3. Das Urteil ist im Kostenpunkt für die Klägerin vorläufig vollstreckbar. Der Beklagte darf durch Sicherheitsleistung in Höhe der zu erstattenden Kosten der Klägerin die Vollstreckung abwenden, wenn nicht die Klägerin vor der Vollstreckung Sicherheit in derselben Höhe leistet.

4. Die Revision wird zugelassen.

 

Tatbestand

I.

Streitig ist, ob die Klägerin für Eingangsleistungen aus dem I. Quartal 2004 einen Vorsteuerabzug im Vergütungsverfahren oder mit der Umsatzsteuerjahreserklärung geltend zu machen hat.

Die Klägerin ist eine nach österreichischem Recht gegründete Kapitalgesellschaft mit Sitz und Geschäftsleitung in Österreich. Sie war im Streitjahr im Baubereich tätig und erbrachte bzw. bezog in Deutschland steuerbare Bauleistungen von Unternehmern, die nicht in Deutschland ansässig waren. In ihrer im Mai 2005 abgegebenen Umsatzsteuererklärung für 2004 erklärte die Klägerin ihre zu versteuernden Umsätze und beantragte den Abzug von Vorsteuern in Höhe von 9.686,89 EUR. Das beklagte Finanzamt ließ mit Steuerbescheid vom 28. Dezember 2005 die Vorsteuern nur in Höhe von 8.696,83 EUR zum Abzug zu. Die Vorsteuern in Höhe von 327,61 EUR seien im Vergütungsverfahren anzusetzen und könnten daher nicht mit der Jahreserklärung für 2004 geltend gemacht werden. Der hiergegen eingelegte Einspruch der Klägerin blieb erfolglos (vgl. Einspruchsentscheidung vom 23. Juli 2008).
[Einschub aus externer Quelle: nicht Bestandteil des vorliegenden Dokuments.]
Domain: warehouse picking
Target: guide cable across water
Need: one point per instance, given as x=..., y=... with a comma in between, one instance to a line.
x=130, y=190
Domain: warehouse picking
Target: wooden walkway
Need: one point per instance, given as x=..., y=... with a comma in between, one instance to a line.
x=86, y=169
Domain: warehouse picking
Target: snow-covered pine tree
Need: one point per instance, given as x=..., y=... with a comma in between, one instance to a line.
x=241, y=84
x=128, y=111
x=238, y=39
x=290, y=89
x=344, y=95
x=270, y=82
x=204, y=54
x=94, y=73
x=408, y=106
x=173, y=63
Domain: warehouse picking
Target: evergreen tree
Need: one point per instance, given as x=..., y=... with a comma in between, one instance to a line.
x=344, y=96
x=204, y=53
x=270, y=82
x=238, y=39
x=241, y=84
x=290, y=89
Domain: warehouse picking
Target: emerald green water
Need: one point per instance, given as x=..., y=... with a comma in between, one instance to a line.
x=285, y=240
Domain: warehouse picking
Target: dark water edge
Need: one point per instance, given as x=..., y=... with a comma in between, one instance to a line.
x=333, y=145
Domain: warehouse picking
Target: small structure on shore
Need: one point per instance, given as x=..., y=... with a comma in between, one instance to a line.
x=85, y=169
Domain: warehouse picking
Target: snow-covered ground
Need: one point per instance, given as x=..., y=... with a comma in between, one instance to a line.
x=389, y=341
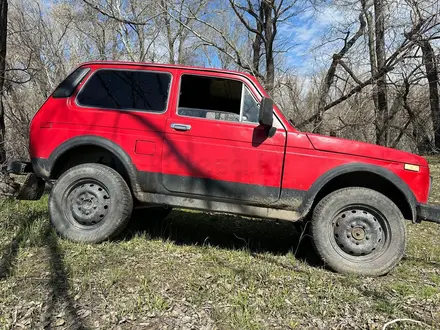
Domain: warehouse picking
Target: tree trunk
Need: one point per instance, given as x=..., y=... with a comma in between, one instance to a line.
x=381, y=85
x=256, y=45
x=7, y=186
x=3, y=32
x=430, y=62
x=270, y=37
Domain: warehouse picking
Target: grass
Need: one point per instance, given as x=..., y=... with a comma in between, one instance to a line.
x=199, y=271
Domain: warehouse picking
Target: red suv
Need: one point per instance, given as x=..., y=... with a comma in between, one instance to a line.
x=117, y=135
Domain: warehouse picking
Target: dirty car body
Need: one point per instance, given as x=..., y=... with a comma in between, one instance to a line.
x=210, y=140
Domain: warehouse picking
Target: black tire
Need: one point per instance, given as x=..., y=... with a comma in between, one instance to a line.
x=358, y=231
x=90, y=203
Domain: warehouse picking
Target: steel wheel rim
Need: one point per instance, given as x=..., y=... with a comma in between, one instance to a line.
x=360, y=233
x=87, y=203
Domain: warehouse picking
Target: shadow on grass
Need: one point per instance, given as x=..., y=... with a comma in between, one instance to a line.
x=434, y=264
x=58, y=283
x=10, y=251
x=227, y=232
x=59, y=295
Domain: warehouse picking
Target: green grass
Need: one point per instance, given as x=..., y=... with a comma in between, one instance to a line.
x=202, y=271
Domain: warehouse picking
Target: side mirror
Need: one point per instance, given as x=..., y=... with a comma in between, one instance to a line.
x=265, y=117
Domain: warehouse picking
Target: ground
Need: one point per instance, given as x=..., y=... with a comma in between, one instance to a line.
x=199, y=271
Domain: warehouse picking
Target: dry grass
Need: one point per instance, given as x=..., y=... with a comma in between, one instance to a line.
x=198, y=271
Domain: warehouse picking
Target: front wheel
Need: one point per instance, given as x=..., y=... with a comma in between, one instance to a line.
x=358, y=231
x=90, y=203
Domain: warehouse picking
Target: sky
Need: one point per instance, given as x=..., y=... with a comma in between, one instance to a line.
x=308, y=31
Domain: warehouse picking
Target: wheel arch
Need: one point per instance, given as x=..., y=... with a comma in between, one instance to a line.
x=52, y=167
x=367, y=176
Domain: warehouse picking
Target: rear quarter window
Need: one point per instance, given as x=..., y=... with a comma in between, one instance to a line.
x=126, y=90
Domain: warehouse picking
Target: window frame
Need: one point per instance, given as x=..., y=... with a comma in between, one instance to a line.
x=243, y=86
x=170, y=87
x=245, y=83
Mit ihrer dagegen gerichteten Klage macht die Klägerin im Wesentlichen Folgendes geltend: Mit der Jahreserklärung 2004 seien sämtliche Vorsteuerbeträge dieses Jahres geltend zu machen. Eine Kürzung von Vorsteuerbeträgen müsse nicht erfolgen, da sie keine Vergütung im Sinne des § 59 der Umsatzsteuerdurchführungsverordnung in der im Streitjahr maßgebenden Fassung (UStDV) beantragt habe.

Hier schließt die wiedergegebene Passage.